Britain’s streets are plagued with discarded chewing gum. Cleaning it up should be partly-funded by chewing gum manufacturers, the Local Government Association (LGA), which represents nearly 400 councils in England and Wales, urges.
Councils have to pay about £60 million each year in removing the sticky mess. With that money, councils would be able to fill in more than one million potholes.
The LGA proposes applying a ‘producer pays’ principle, i.e. manufacturers whose products cause the problem should contribute financially to their proper disposal.
The average piece of gum is sold at about 3 pence. Cleaning each one off the streets costs £1.50, or fifty times the selling price.
The majority of chewing gums on the market today are not biodegradable. As soon as they are trodden into the pavement they can only be removed with specialized equipment. (The word “pavement in the UK means “sidewalk” in the USA)

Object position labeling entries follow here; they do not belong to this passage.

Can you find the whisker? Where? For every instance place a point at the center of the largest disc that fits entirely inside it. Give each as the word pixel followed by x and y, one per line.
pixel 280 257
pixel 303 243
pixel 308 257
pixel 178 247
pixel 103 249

The LGA says gum manufacturers should switch to making biodegradable and easier-to-remove products.
The LGA describes the chewing gum problem as a “a plague on the country’s pavements.”
The chewing gum problem is particularly acute in city and town centers. According to Westminster Council, about six tonnes of chewing gum is dropped on the streets of the West End annually.
In London’s West End there are about 25 pieces of gum on every square meter of pavement. There are nearly one million pieces of gum in just that part of London at any one time.
A major clean-up campaign in Manchester has seen almost 800,000 pieces of gum removed from the pavements. The equivalent of eight football pitches in pavements have been jet washed.
Councils around the country have tried out several new approaches to stop gum from falling onto the pavement, such as providing recyclable paper sheets to fold around it and bins with clear anti gum-littering messages.
LGA Environment spokesman Cllr Peter Box said:
“Chewing gum is a plague on our pavements. It is a blight which costs councils a fortune to clean up and takes hours of hard work to remove. It’s ugly, it’s unsightly and it’s unacceptable.”
“The UK gum industry is a multi-million pound business and we believe in the principle of the ‘polluter’ paying. The chewing gum giants should be making a substantial contribution to help with the sterling work that councils are doing in removing it.”
“Councils have no legal obligation to clear up the gum. They do it for the benefit of their shoppers, town center users, businesses and residents: to make the pavements more attractive and the environment better.”